The band started as a duo with singers Macie Stewart and Sima Cunningham, who have worked with each other for years as well as with many other artists, including Whitney, Chance the Rapper and Wilco. Recently, Ohmme added drummer Matt Carroll, who also plays in the Chicago-based band Marrow with Stewart.
The two women complement each other’s voices perfectly, and their live performance is amazing because it’s easy to see how the pair matches up their harmonies to create an incredible range of effects. Their sound ranges from sweet to haunting, and the way they collaborate and layer vocals is skillful and intriguing.
On Thursday, they gave the audience a taste of their self-titled EP as well as some new songs that Cunningham mentioned won’t be coming out for a while, but they enjoy playing anyway.
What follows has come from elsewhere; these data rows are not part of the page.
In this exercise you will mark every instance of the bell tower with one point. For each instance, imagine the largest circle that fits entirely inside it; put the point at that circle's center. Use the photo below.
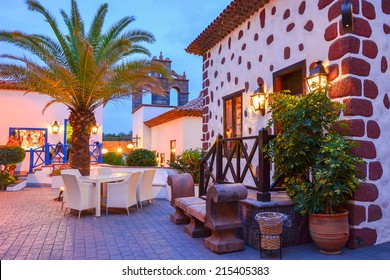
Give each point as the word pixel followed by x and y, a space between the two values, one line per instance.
pixel 178 82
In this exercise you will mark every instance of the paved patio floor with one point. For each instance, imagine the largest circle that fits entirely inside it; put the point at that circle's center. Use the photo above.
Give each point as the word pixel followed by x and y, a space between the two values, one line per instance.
pixel 33 227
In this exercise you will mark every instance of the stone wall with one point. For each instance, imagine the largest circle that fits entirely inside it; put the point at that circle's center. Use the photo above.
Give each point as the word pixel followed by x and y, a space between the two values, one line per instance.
pixel 283 33
pixel 358 67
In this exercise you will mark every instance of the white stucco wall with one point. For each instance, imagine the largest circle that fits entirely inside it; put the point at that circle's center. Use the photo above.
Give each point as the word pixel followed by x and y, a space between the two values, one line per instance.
pixel 19 110
pixel 187 131
pixel 254 54
pixel 139 116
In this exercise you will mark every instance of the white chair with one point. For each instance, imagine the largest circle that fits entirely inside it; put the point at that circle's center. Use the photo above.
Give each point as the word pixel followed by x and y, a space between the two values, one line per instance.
pixel 72 172
pixel 123 194
pixel 144 187
pixel 104 171
pixel 79 196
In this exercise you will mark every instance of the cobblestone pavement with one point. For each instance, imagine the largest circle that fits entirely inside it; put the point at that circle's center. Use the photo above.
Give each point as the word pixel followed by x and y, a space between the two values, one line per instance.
pixel 33 227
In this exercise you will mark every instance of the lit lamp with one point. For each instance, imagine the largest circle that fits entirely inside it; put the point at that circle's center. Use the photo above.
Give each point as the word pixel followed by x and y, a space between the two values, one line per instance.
pixel 318 78
pixel 258 99
pixel 94 128
pixel 347 16
pixel 55 127
pixel 130 146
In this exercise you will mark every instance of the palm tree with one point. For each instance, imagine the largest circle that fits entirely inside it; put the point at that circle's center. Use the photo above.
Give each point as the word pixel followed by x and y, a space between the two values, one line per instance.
pixel 82 69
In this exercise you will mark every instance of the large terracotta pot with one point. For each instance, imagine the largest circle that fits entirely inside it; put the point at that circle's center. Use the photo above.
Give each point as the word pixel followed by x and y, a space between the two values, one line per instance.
pixel 329 232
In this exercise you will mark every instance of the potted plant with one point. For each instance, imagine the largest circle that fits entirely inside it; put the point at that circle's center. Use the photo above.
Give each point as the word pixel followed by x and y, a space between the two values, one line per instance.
pixel 10 155
pixel 315 160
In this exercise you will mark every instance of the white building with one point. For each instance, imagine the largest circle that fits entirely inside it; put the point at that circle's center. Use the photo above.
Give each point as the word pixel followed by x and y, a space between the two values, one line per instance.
pixel 21 114
pixel 168 130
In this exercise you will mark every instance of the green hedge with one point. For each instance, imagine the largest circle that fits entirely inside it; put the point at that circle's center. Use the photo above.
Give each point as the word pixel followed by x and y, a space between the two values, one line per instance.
pixel 141 157
pixel 188 162
pixel 10 155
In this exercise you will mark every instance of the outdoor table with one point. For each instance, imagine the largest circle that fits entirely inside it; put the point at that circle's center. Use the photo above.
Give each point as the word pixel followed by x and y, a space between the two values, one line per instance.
pixel 99 180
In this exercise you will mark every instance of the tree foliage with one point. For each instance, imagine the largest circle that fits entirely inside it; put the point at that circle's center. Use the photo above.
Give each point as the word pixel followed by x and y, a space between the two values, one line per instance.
pixel 310 153
pixel 141 157
pixel 113 158
pixel 82 68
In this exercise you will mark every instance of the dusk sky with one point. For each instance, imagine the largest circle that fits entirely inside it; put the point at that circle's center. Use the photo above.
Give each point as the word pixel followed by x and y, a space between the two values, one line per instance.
pixel 174 23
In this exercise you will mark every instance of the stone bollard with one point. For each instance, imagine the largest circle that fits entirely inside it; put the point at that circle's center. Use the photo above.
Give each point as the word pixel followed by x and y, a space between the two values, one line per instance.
pixel 222 217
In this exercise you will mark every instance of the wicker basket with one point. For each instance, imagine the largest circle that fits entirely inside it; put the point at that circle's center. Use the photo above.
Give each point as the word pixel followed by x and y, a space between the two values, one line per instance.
pixel 271 228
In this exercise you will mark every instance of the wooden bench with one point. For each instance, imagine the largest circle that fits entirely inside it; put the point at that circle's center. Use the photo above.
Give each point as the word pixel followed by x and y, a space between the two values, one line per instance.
pixel 216 218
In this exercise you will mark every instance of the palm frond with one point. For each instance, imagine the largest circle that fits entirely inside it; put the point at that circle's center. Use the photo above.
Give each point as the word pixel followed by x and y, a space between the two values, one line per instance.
pixel 97 24
pixel 34 5
pixel 110 35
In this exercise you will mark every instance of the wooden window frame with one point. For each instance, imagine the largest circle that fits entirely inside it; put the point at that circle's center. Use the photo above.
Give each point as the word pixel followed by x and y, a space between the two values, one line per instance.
pixel 232 96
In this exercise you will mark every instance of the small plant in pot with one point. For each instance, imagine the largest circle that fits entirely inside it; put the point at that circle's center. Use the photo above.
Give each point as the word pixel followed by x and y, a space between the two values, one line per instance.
pixel 316 162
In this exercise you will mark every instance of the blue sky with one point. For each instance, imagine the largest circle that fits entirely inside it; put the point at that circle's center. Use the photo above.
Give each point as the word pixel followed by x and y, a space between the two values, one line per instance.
pixel 174 23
One of these, Stewart said, “is about being hangry, so I dedicate it to the burrito we ate about two hours ago.” They also included a cover of Kate Bush’s “There Goes a Tenner.”
A highlight of the set was one of their most-played songs on Spotify, “Fingerprints.” In this song, Stewart and Cunningham captivate with the use of hocketing, which is when notes in a single melody are alternated between the vocalists. Seeing this technique executed live is fascinating and gives an overall sense of how in sync Stewart and Cunningham are.
Halfway through the set, Cunningham brought the show down by playing perhaps the most melancholy song on the band’s EP, “Bully Clouds.”
“This song is dedicated to the idea that we should all look out for each other,” Cunningham said. “Tell people you love them.”
The compassion these women carry comes through when they play live and is evident in their songwriting, and “Bully Clouds” is one of the most prominent examples of this. The hook, “You’re happier when we are dying,” illustrates discontent with the lack of empathy in the world, particularly from leaders. Played live, it’s especially heart-wrenching and moving.
While the band has more serious moments, Cunningham and Stewart also display a playfulness and interact with each other in a way that is charming and engaging. They’re especially charming offstage when interacting with fans and were eager to chat with audience members at their merchandise booth. Cunningham, at one point engaged in conversation, didn’t hesitate to rip the plastic off of a new vinyl just so she could show the political message discreetly etched onto the record.
In Ohmme’s second performance in Columbia, songs rich with emotion and a sense of raw showed how genuine the band’s art is and the natural talent each member harbors.